Agnes Pelton, Orbits, 1934. Oil on canvas, 36 1/4 × 30 in. Oakland Museum of California. Gift of Concours d’Antiques, the Art Guild of the Oakland Museum of California. (Courtesy: Whitney Museum of Art)
Following the lead of her mother, Florence Pelton, who studied music at the Stuttgart Conservatory of Music and operated the Pelton School of Music for 30 years, Agnes Pelton was also an accomplished pianist. She wrote that the implied movement in “Being” was analogous to a musical sequence and insinuated its import in many of her painting titles. In fact, the fluttering ribbons of color in “Being” slows down over time, but layered atmospheric effects maintain a shifting presence. (See “The Sound of Painting: Music in Modern Art,” by Karin von Maur, 1999; and James Leggio’s anthology, “Music and Modern Art,” 2002.)
Perhaps the most prescient immediate precedent for Pelton’s paintings and career is Hilma af Klint, whose remarkable retrospective was held last fall at the Guggenheim Museum. Both women followed unconventional, spiritually-inflected artistic and personal paths. While Klint’s mystic formalism was virtually all-encompassing, complexly coded, and often on a grand scale, Pelton’s intimate inner mappings retain a reference to natural phenomena. They are also more conversant with an array of contemporaneous art currents. “Egyptomania” that was facilitated by the discovery of King Tut’s tomb and subsequently found its resonance in Art Deco, could also be seen in the elongation and iconography of Pelton’s “Lotus for Lida (Egyptian Dawn)” (1930) and “Ahmi in Egypt” (1931). Both also feature highly stylized plant life seen throughout the oeuvre, as in the heraldic linear ferns of “Messengers” (1932).

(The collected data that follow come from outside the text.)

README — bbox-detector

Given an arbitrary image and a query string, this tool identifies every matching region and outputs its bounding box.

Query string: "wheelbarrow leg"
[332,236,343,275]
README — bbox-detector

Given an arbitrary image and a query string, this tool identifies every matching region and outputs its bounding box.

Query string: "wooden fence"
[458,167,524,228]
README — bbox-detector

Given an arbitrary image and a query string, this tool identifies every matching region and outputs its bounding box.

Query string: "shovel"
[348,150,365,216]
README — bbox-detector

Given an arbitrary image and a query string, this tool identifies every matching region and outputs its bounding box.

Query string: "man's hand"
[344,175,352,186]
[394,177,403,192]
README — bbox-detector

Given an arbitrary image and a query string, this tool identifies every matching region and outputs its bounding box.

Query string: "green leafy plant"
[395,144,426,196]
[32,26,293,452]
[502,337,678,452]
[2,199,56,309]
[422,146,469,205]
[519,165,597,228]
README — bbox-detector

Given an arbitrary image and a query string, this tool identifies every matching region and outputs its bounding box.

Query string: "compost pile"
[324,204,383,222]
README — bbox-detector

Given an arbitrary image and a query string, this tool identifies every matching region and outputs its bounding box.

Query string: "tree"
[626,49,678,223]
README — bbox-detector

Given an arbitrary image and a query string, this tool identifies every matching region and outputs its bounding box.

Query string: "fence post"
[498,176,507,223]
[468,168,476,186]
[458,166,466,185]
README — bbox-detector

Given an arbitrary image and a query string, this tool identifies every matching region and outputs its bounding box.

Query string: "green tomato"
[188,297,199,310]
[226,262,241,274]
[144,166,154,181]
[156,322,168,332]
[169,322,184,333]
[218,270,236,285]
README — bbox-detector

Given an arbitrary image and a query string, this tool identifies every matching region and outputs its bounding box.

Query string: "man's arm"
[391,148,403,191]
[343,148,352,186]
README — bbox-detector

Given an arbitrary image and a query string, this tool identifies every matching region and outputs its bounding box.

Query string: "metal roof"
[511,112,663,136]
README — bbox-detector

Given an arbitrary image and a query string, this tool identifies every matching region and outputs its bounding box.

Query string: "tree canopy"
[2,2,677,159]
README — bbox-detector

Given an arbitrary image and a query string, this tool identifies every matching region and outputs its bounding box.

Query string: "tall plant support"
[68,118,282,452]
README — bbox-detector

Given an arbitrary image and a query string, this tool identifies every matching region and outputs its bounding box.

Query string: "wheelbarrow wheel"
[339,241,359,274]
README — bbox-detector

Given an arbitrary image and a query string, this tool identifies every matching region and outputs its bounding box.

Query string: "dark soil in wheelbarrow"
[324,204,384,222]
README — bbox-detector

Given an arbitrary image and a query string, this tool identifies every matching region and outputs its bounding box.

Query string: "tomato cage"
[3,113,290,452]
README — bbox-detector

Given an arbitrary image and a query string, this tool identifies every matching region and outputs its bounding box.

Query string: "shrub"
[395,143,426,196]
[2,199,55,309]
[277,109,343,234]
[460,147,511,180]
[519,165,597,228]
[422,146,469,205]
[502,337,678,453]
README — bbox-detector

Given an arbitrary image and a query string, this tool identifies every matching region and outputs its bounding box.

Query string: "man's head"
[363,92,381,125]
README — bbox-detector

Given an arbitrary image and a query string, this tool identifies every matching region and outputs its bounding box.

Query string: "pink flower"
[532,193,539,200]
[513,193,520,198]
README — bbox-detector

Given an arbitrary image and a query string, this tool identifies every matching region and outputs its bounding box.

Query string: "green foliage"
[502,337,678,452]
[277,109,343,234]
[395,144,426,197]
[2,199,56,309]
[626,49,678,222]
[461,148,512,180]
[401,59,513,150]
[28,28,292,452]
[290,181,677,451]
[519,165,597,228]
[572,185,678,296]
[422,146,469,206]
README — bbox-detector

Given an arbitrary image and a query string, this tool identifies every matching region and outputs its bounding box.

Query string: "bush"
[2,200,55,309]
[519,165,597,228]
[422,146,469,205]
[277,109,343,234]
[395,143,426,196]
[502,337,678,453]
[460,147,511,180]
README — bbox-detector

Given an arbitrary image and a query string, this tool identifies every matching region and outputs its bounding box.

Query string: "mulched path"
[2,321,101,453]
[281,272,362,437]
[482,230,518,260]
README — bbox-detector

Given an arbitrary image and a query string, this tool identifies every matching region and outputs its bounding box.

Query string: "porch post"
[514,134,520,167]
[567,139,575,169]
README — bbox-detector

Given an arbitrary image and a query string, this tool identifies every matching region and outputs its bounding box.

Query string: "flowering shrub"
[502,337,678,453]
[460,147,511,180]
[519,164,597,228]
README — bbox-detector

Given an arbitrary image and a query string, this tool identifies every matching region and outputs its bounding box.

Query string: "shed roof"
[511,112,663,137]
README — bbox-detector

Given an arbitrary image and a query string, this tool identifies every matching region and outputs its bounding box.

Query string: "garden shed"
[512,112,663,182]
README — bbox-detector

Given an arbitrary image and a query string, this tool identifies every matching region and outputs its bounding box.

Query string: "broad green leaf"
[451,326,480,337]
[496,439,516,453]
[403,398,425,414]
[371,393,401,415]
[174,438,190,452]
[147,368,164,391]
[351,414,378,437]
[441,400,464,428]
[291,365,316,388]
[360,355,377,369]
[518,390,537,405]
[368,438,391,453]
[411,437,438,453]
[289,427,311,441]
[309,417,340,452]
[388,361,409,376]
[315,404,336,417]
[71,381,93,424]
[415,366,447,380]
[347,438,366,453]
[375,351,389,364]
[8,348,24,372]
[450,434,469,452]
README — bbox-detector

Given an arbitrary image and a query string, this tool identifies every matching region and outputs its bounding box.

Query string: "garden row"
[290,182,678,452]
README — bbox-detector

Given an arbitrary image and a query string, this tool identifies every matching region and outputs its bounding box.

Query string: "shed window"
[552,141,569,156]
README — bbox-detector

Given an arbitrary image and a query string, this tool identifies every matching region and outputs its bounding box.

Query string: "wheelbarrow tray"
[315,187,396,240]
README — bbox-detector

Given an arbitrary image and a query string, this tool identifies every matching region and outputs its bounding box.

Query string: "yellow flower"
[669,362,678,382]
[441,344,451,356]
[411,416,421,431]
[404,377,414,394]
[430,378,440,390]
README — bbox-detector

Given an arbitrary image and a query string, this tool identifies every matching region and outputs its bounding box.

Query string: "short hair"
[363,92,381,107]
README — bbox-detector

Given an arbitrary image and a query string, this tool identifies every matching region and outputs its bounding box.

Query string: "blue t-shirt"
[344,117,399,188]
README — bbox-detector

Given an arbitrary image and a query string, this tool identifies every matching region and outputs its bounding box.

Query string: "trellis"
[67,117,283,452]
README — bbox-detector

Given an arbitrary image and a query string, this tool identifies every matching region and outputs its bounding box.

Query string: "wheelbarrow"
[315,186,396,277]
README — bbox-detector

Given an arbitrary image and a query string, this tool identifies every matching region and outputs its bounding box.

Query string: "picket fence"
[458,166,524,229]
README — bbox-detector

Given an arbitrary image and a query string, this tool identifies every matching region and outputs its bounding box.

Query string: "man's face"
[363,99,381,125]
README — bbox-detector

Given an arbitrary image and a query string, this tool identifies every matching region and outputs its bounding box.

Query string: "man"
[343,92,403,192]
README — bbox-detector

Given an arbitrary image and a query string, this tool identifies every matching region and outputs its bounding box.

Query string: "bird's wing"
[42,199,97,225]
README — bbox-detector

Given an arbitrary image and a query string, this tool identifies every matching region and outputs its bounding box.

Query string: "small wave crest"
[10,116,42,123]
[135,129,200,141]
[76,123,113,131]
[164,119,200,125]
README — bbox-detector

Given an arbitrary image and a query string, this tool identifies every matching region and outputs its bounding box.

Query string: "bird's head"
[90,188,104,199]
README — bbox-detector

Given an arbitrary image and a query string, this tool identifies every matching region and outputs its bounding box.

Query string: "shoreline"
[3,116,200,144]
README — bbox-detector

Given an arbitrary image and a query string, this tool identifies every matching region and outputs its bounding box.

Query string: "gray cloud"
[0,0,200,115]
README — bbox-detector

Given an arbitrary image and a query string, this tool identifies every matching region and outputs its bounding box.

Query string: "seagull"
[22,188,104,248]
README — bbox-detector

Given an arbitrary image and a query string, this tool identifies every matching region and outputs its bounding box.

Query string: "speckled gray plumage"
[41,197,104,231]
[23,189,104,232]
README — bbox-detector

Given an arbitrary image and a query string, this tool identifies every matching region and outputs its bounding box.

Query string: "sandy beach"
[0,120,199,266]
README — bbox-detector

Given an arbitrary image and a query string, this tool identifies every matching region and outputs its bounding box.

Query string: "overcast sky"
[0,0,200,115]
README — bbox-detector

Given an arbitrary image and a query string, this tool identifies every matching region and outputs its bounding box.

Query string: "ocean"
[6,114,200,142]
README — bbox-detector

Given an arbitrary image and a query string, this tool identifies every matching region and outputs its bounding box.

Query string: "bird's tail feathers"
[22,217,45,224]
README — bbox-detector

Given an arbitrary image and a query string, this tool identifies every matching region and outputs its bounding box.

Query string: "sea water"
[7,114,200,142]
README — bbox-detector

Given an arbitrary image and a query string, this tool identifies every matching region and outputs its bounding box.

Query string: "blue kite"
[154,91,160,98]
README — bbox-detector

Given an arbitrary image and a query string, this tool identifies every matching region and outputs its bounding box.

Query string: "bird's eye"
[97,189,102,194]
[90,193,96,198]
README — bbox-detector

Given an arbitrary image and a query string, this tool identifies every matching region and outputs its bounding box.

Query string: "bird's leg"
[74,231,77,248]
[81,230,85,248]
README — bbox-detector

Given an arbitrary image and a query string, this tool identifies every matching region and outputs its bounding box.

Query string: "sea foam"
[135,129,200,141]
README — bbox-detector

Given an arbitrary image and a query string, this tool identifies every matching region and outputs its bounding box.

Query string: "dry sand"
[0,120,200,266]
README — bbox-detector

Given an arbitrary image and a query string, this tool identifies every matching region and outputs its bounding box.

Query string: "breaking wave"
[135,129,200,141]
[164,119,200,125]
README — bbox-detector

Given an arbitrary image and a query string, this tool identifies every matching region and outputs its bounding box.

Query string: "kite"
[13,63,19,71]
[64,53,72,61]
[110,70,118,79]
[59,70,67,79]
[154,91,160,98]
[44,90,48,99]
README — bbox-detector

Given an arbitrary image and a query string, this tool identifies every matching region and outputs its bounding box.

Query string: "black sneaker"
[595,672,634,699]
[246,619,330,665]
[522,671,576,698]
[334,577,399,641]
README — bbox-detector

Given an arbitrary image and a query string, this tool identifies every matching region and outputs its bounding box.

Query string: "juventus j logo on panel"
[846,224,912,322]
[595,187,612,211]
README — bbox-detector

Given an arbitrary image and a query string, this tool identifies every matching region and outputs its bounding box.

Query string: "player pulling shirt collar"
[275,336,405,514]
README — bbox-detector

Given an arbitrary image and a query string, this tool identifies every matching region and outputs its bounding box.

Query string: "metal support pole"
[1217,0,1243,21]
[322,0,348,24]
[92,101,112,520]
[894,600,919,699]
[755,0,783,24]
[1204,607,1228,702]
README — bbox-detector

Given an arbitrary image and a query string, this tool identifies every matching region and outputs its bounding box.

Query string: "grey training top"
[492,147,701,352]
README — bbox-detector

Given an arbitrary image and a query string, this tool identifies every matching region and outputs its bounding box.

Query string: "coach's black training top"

Agnes Pelton, Messengers, 1932. Oil on canvas, 28 x 20 in. Collection of Phoenix Art Museum. Gift of The Melody S. Robidoux Foundation. (Courtesy: Whitney Museum of Art)
A few, including “Incarnation” (1929), feature floating frontal flowers in bloom, which brings us to Georgia O’Keeffe, Pelton’s closest artistic peer. (Their artist circles overlapped, but there is no indication they ever met.) The inevitable comparison is interesting as much for their divergent as for their shared painterly negotiations of nature and metaphysical aesthetic aims. O’Keeffe typically offers cropped, enlarged close-ups of her floral subjects that evoke female biological imagery—a widespread observation she resisted. Pelton’s sinuous botanicals function more as signposts in female-conscious cosmological scenarios wherein flower heads and petals may morph into rippling, lacy waves, clouds, and starbursts.
“Mother of Silence” (1933)— a depiction of a shining, Buddha-bodied female deity that many and repeatedly have recognized as uncannily similar to many portraits of Gertrude Stein—communicates a solidified feminist experience and worldview. From the 1940s, orb-ova abound in ostensibly non-objective compositions like “The Blest” (1941).

Agnes Pelton, The Blest, 1941. Oil on canvas, 37 1/2 × 28 1/4 in. Collection of Georgia and Michael de Havenon. (Photo: Martin Seck)
As in “Messengers,” a repeated throughout form is a vase-vessel, which further ties together the various female tangents.
It can be noted, finally, that, despite the apparent seriousness of Agnes Pelton’s spiritual, artistic, and intellectual endeavors, intermittent playful ruffled and scrolled contours can sometimes approach the frilly kitsch of Florine Stettheimer, although more carefully rendered and subdued. Indeed, this work is refreshingly free of dogmatic visual intonation or any stylistic allegiance, leavening it hidden idiosyncrasies and leaving us very free imaginative reign.